Suppose that you have a type such as:

mutable struct A
    x::Float64
    a::A
    function A(x::Float64)
        a = new(x)
        a.a = a
        return a
    end
end

This is a fairly canonical example of a self-referential type. There are a couple of things which will not work with it out-of-the-box. tangent_type(A) will produce a stack overflow error. To see this, note that it will in effect try to produce a tangent of type Tangent{Tuple{tangent_type(A)}} – the circular dependency on the tangent_type function causes real problems here.

The Solution

In order to resolve this, you need to produce a tangent type by hand. You might go with something like

mutable struct TangentForA
    x::Float64 # tangent type for Float64 is Float64
    a::TangentForA
    function TangentForA(x::Float64)
        a = new(x)
        a.a = a
        return a
    end
end

The point here is that you can manually resolve the circular dependency using a data structure which mimics the primal type. You will, however, need to implement similar methods for zero_tangent, randn_tangent, etc, and presumably need to implement additional getfield and setfield rules which are specific to this type.

Circular References in General

The Problem

Consider a type of the form

mutable struct Foo
    x
    Foo() = new()
end

In this instance, tangent_type will work fine because Foo does not directly reference itself in its definition. Moreover, general uses of Foo will be fine.

However, it's possible to construct an instance of Foo with a circular reference:

f = Foo()
f.x = f

This is actually fine provided we never attempt to call zero_tangent / randn_tangent / similar functionality on f once we've set its x field to itself. If we attempt to call such a function, we'll find ourselves with a stack overflow.

The Solution This is a little tricker to handle. You could specialise zero_tangent etc for Foo, but this is something of a pain. Fortunately, it seems to be incredibly rare that this is ever a problem in practice. If we gain evidence that this is often a problem in practice, we'll look into supporting zero_tangent etc automatically for this case.

Tangent Generation and Pointers

The Problem

In many use cases, a pointer provides the address of the start of a block of memory which has been allocated to e.g. store an array. However, we cannot get any of this context from the pointer itself – by just looking at a pointer, I cannot know whether its purpose is to refer to the start of a large block of memory, some proportion of the way through a block of memory, or even to keep track of a single address.

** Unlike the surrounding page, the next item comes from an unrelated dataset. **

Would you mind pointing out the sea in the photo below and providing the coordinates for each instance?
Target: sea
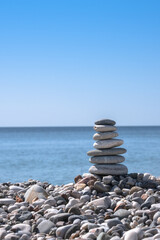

Recall that the tangent to a pointer is another pointer:

julia> Mooncake.tangent_type(Ptr{Float64})
Ptr{Float64}

Plainly I cannot implement a method of zero_tangent for Ptr{Float64} because I don't know how much memory to allocate.

This is, however, fine if a pointer appears half way through a function, having been derived from another data structure. e.g.

function foo(x::Vector{Float64})
    p = pointer(x, 2)
    return unsafe_load(p)
end

rule = build_rrule(Tuple{typeof(foo), Vector{Float64}})
Mooncake.value_and_gradient!!(rule, foo, [5.0, 4.0])

# output
(4.0, (NoTangent(), [0.0, 1.0]))

The Solution

This is only really a problem for tangent / fdata / rdata generation functionality, such as zero_tangent. As a work-around, AD testing functionality permits users to pass in CoDuals. So if you are testing something involving a pointer, you will need to construct its tangent yourself, and pass a CoDual to e.g. Mooncake.TestUtils.test_rule.

While pointers tend to be a low-level implementation detail in Julia code, you could in principle actually be interested in differentiating a function of a pointer. In this case, you will not be able to use Mooncake.value_and_gradient!! as this requires the use of zero_tangent. Instead, you will need to use lower-level (internal) functionality, such as Mooncake.__value_and_gradient!!, or use the rule interface directly.

Honestly, your best bet is just to avoid differentiating functions whose arguments are pointers if you can.